When the world once again stubbornly refused to end, and instead the buds of spring returned to its trees, this wall of cash began to crumble. Indeed, something like $400 billion dollars has exited money market funds over these seven months. Surely this one-time surge is behind the equity market’s wild runup, say the skeptics; surely cash has shot its bolt.

This argument is extremely compelling, right up until you discover where the money actually went. Because it seems largely to have gone not into equities at all, but into bonds. Indeed, the well-regarded research firm Strategas recently noted that over the last three months eleven dollars in net inflows have gone into bond funds for every net dollar into equity funds.

This just makes sense. You may conclude—as apparently most people have—that the world is not ending without going so far as to actually become, in any real sense, optimistic. You just think the radiation levels have declined sufficiently that you can get out of near-zero-yielding cash equivalents, and inch your way cautiously up the yield curve. But that’s still money which hasn’t entered the equity market…yet.

Nor—and in the long run this may turn out to be an even more important point—is the individual investor’s cash the only cash around. Far from it. For as JPMorgan Global Wealth Management’s chief investment officer Michael Cembalest recently noted, “Cash and liquid securities on corporate balance sheets are at the highest levels since 1951.”

He went on to say that another measure of corporate cash flow net of capital spending and inventories has only been higher on a few occasions in the last half century. The recent spate of merger and acquisition activity—Abbott/Solvay, Unilever/Sara Lee, Dell/Perot Systems—may be the opening round in a major strategic deployment of this corporate cash hoard. For it is too easily overlooked that, even as the financial sector went into the recent crisis hideously overleveraged, the rest of corporate America (ex-autos) was keeping its powder bone dry.

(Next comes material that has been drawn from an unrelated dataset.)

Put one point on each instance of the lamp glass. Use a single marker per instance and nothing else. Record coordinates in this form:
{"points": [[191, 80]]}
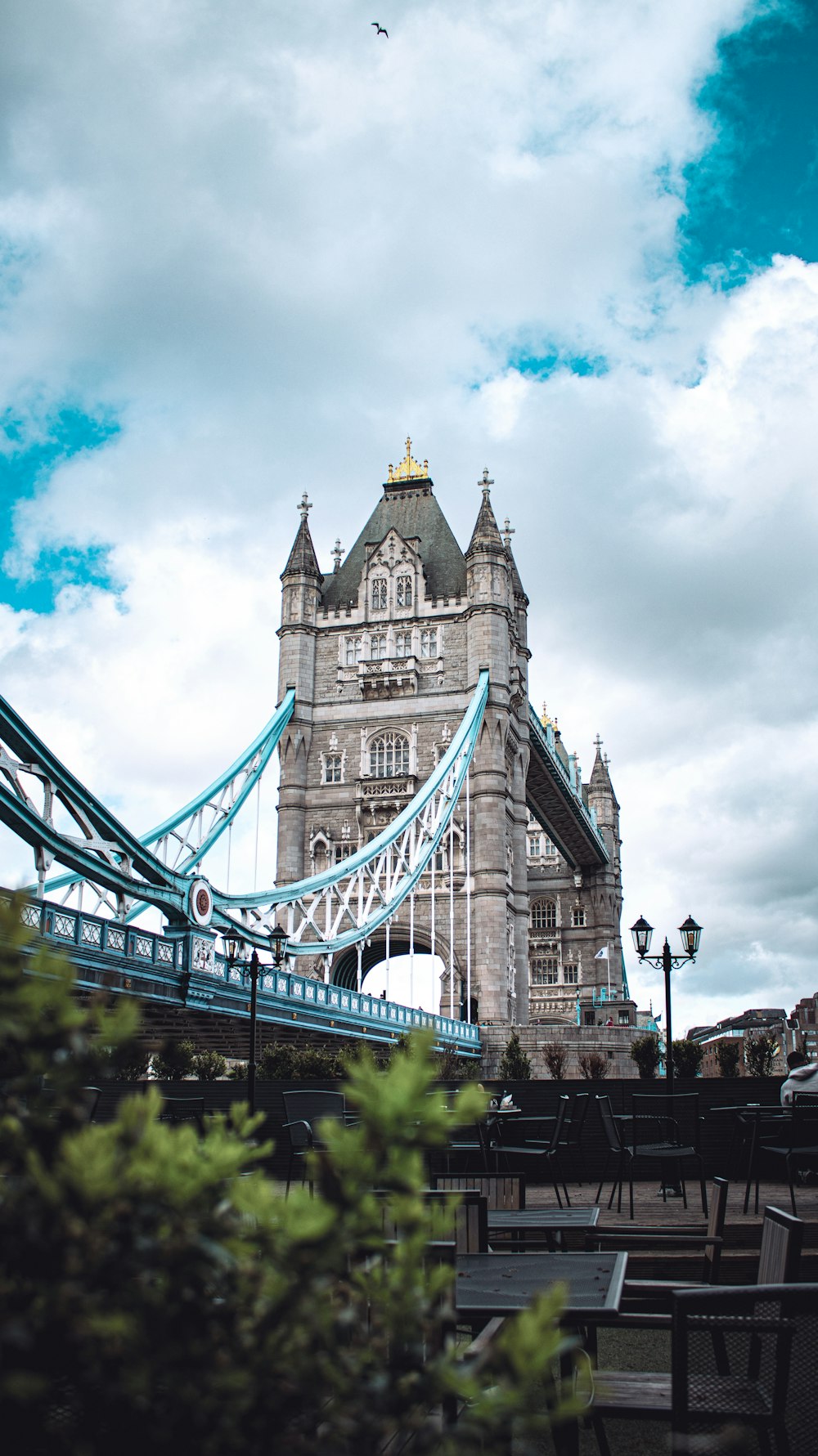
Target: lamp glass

And, as economic activity cratered, companies moved aggressively to protect those assets, through production shutdowns, inventory runoffs, and (most notably) layoffs. Mr. Cembalest at JPMorgan estimates that for every dollar of reduced revenue in the recent cataclysm, S&P 500 companies cut expenses by 88 cents. That’s precisely where the huge spike in unemployment came from.

But it’s also why just about every earnings report you’ve heard so far in the third quarter has been ritually prefaced with the phrase “better than expected.” It’s operating leverage, and we may see a lot more of it as production recovers. So much so that the emerging consensus earnings estimate for the S&P of $75 in 2010 looks a bit less far-fetched with each passing day—and each earnings report.

And still, no one seems to want to believe it. This is perfectly understandable if one panicked out of the market on the way down, and is still out. With the S&P 500 at 1100, everybody who fled the market since the first week in October of last year—when the $700 billion bailout bill finally passed, and global markets crashed to new lows in celebration—is under water. Can’t blame them for wanting to believe that this recovery is unsustainable: it’s about the only hope they’ve got left.

But of late one has begun to hear of people who stayed the course, suffered through the worst decline in our lifetimes, participated in the greatest rally—and now want to fly into cash and gold. Dow 10,000 has become for these people, in some mysterious way, the financial equivalent of the sound barrier. And one is hearing those stories a lot.

It is axiomatic, in Wall Street lore, that a bull market climbs a wall of worry. But this bull market is something special. It’s climbing a wall of sheer, systematic, single-minded and impenetrable disbelief.

Which, for some of us, becomes just one more powerful reason to believe.